Authentication is who you are. Authorization is what you can do. Confusing them is one of the most common security bugs in real systems, so let's nail the difference and how each is implemented.

Two questions, often confused

Authentication answers "who are you?". Authorization answers "are you allowed to do this?". They sound similar and people abbreviate them as authn and authz, which makes the confusion worse. Most security incidents I have seen come from a system that authenticates correctly but authorizes incorrectly. The user proves they are user 42, then the system happily lets user 42 read user 100's data because it forgot to check ownership.

The mental model: at the front door, a bouncer checks your ID. That is authentication. Inside the club, a server checks if your wristband says VIP before letting you upstairs. That is authorization. You can be authenticated but unauthorized. You can not be authorized without first being authenticated (usually).

Authentication vs Authorization User Authentication "Who are you?" Password OAuth / SSO MFA JWT/Session Authorization "Are you allowed to do this?" Roles (RBAC) Attributes (ABAC) Resource ownership Authentication happens once at login. Authorization happens on every request.

How authentication works

The user proves identity by presenting one or more of: something they know (password, PIN), something they have (phone, hardware key), something they are (fingerprint, face).

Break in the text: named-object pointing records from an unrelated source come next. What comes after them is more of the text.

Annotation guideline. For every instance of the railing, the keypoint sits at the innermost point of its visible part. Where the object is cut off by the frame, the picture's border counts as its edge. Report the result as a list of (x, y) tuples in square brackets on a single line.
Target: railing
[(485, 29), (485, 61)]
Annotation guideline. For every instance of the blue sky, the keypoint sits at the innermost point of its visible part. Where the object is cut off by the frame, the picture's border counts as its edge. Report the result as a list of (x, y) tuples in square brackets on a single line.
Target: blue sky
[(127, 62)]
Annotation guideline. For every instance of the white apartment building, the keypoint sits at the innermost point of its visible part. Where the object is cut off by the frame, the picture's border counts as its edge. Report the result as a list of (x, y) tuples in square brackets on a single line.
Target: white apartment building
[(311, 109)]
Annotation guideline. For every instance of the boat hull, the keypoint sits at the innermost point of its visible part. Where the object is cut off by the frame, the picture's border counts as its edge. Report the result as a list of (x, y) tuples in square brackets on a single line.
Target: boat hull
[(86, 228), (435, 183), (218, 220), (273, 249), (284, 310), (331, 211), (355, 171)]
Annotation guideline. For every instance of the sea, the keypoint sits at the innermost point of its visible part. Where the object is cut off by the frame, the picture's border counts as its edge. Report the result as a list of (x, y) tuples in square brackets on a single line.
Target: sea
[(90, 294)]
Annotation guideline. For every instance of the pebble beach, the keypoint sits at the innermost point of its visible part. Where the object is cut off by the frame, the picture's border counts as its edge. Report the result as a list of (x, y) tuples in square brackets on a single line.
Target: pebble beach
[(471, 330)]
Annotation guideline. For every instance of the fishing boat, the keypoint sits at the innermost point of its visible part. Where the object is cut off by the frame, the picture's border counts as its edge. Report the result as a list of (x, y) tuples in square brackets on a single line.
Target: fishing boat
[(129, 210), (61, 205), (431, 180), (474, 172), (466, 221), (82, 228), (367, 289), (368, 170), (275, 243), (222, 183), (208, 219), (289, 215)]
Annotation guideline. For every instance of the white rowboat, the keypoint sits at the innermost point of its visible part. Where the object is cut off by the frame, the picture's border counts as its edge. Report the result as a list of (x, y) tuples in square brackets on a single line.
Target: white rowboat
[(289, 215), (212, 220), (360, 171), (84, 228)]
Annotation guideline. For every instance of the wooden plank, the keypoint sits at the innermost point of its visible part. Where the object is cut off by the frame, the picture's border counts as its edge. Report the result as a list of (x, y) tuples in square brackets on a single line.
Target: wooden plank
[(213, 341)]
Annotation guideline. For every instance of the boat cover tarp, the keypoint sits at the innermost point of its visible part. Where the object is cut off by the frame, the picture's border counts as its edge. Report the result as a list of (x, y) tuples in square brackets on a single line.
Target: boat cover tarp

Multi-factor authentication combines at least two. The classic flow is: user submits credentials to the auth server, server verifies, server issues a token (session cookie or JWT), client sends the token on subsequent requests.

Passwords should never be stored in plain text. Hash them with a slow function like bcrypt, scrypt, or argon2, with a per-user salt. Never roll your own. Use a vetted library.

How authorization works

Two main models you will encounter.

RBAC (Role-Based Access Control)

Users are assigned roles like "admin", "editor", "viewer". Each role has a set of permissions. Easy to reason about, easy to audit, scales well to organizations. The downside is roles tend to multiply ("editor", "editor-with-publishing", "editor-but-not-finance") until you have hundreds of them.

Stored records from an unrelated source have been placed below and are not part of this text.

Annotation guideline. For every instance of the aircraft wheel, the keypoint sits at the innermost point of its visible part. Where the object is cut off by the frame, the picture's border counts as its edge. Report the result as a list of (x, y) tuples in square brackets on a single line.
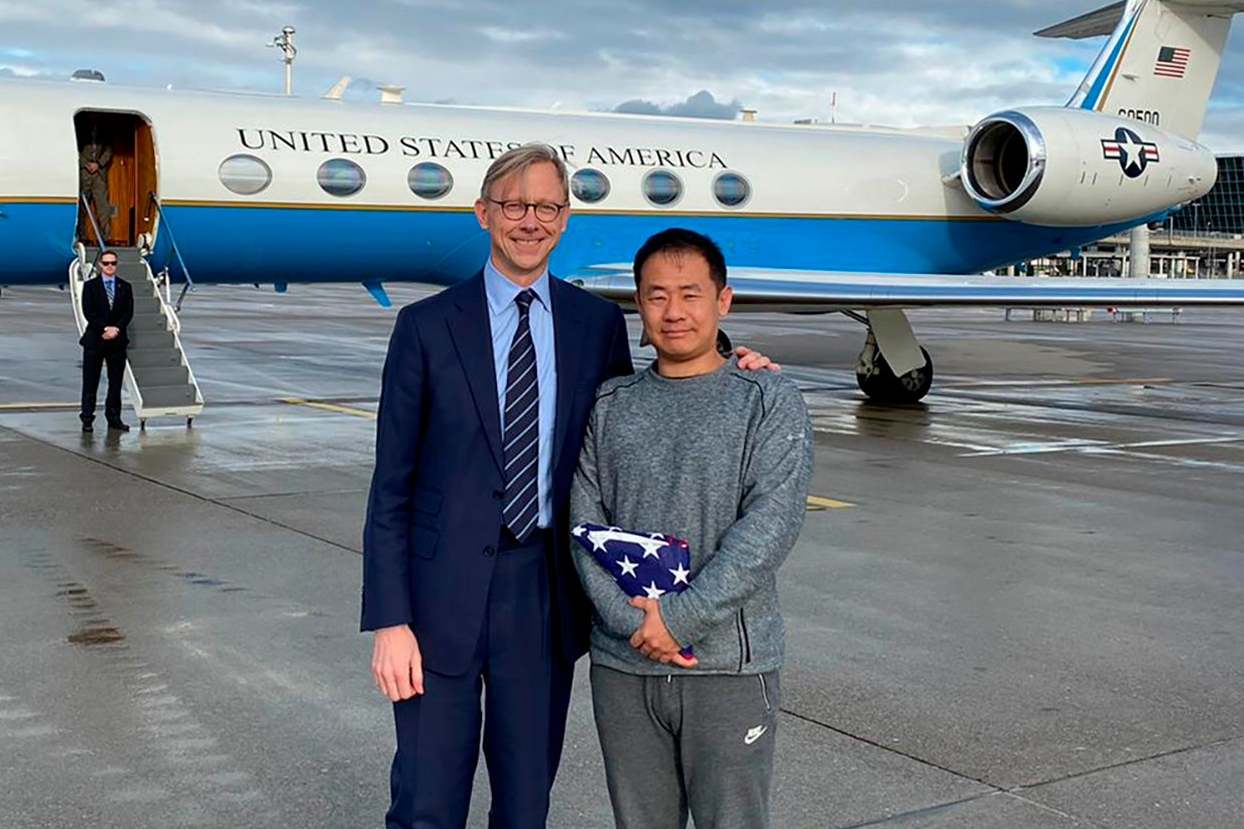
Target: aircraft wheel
[(880, 384)]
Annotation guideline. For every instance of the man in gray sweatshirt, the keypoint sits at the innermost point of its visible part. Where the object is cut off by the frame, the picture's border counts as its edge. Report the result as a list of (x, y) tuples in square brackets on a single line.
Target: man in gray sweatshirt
[(696, 448)]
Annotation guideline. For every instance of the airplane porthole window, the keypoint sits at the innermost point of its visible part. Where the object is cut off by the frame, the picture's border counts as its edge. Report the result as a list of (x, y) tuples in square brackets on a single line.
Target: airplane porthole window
[(730, 189), (662, 188), (341, 177), (429, 181), (590, 186), (245, 174)]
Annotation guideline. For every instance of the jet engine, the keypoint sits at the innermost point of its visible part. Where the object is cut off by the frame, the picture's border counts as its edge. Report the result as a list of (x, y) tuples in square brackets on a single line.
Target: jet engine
[(1064, 167)]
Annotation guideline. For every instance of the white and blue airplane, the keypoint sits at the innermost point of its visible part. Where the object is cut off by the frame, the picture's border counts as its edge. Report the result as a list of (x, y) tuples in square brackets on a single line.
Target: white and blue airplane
[(234, 188)]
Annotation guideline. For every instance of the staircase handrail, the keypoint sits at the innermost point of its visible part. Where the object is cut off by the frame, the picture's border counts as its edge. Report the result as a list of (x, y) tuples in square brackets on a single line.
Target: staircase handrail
[(98, 237), (177, 252)]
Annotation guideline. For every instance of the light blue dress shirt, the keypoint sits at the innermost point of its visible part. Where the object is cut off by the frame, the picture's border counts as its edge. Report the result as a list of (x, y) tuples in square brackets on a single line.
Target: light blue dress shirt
[(503, 315)]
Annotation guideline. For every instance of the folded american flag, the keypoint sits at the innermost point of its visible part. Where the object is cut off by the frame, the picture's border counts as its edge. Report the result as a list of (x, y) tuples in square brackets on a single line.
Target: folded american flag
[(643, 564)]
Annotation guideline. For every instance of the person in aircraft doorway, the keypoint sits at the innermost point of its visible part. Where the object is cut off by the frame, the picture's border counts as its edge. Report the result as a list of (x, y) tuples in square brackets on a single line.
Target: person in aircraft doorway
[(93, 162)]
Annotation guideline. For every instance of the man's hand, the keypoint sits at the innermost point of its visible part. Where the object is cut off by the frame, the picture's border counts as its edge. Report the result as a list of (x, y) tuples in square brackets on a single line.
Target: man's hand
[(751, 360), (397, 665), (652, 637)]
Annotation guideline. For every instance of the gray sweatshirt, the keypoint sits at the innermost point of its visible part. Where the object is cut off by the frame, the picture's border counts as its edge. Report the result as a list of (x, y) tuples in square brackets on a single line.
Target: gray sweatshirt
[(722, 461)]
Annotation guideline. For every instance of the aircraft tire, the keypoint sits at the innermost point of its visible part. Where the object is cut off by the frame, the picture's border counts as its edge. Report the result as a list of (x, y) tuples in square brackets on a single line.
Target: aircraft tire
[(882, 386)]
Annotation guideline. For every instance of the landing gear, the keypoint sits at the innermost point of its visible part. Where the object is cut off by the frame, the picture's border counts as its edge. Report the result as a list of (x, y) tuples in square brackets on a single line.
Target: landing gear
[(880, 384)]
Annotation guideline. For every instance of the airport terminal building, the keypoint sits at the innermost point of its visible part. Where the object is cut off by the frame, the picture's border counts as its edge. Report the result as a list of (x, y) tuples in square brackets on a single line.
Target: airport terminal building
[(1222, 209), (1203, 240)]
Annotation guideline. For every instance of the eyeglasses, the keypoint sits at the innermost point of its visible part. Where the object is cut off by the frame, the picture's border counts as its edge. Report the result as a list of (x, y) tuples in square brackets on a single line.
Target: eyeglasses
[(544, 210)]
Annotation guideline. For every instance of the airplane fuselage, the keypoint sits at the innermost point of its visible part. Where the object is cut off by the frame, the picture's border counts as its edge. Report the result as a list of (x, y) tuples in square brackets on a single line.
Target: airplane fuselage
[(826, 198)]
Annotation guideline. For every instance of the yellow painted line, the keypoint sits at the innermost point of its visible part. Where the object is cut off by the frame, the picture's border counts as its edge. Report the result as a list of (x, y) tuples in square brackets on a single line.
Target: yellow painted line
[(6, 407), (330, 407), (1048, 384), (815, 503)]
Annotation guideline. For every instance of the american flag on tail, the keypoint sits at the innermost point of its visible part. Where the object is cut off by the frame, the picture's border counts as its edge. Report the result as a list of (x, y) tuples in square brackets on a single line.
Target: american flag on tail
[(642, 564), (1172, 61)]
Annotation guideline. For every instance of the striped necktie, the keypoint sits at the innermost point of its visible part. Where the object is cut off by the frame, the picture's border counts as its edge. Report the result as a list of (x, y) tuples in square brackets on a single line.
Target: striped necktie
[(521, 427)]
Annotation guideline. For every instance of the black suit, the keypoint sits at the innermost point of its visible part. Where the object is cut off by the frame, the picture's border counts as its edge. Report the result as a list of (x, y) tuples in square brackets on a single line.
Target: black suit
[(436, 555), (97, 351)]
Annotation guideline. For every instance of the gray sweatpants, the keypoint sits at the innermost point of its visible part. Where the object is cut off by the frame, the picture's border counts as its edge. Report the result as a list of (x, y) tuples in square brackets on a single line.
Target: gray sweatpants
[(673, 743)]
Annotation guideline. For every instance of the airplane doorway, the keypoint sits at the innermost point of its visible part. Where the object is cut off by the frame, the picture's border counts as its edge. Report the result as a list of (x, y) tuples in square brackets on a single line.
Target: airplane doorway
[(117, 176)]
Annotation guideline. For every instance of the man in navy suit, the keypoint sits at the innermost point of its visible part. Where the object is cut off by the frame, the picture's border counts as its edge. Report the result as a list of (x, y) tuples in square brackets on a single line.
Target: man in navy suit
[(468, 580), (108, 308)]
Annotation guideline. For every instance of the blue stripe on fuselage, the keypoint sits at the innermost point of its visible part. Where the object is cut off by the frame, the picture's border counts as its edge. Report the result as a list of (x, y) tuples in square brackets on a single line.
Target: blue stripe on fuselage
[(238, 245), (37, 243), (1109, 69)]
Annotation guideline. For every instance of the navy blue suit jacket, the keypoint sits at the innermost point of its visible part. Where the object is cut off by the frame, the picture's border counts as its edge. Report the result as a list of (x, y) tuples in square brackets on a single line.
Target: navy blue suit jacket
[(434, 510)]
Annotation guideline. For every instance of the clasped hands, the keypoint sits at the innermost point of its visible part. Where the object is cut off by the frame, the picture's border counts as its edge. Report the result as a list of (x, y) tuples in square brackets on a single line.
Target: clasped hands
[(652, 637)]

ABAC (Attribute-Based Access Control)

Decisions are made based on attributes of the user, the resource, and the environment. "User can edit document if document.owner_id equals user.id and user.department equals document.department and current_time is during business hours." More flexible but harder to reason about.

Most real systems combine both. Roles for coarse-grained access, attribute checks for ownership and context.

The most common security bug

IDOR. Insecure Direct Object Reference. The endpoint GET /api/orders/12345 authenticates the user but forgets to check that order 12345 actually belongs to them. Now anyone with a valid login can read anyone else's data by changing the URL. The fix is simple but easy to forget: every read or write of a resource needs to verify the requesting user owns it (or has a role that grants cross-user access).

Always-on rule: Treat authorization as a per-request check, not a "they logged in so they are good" check. The token tells you who they are. Every endpoint must independently verify what they are allowed to do with the specific resource being touched.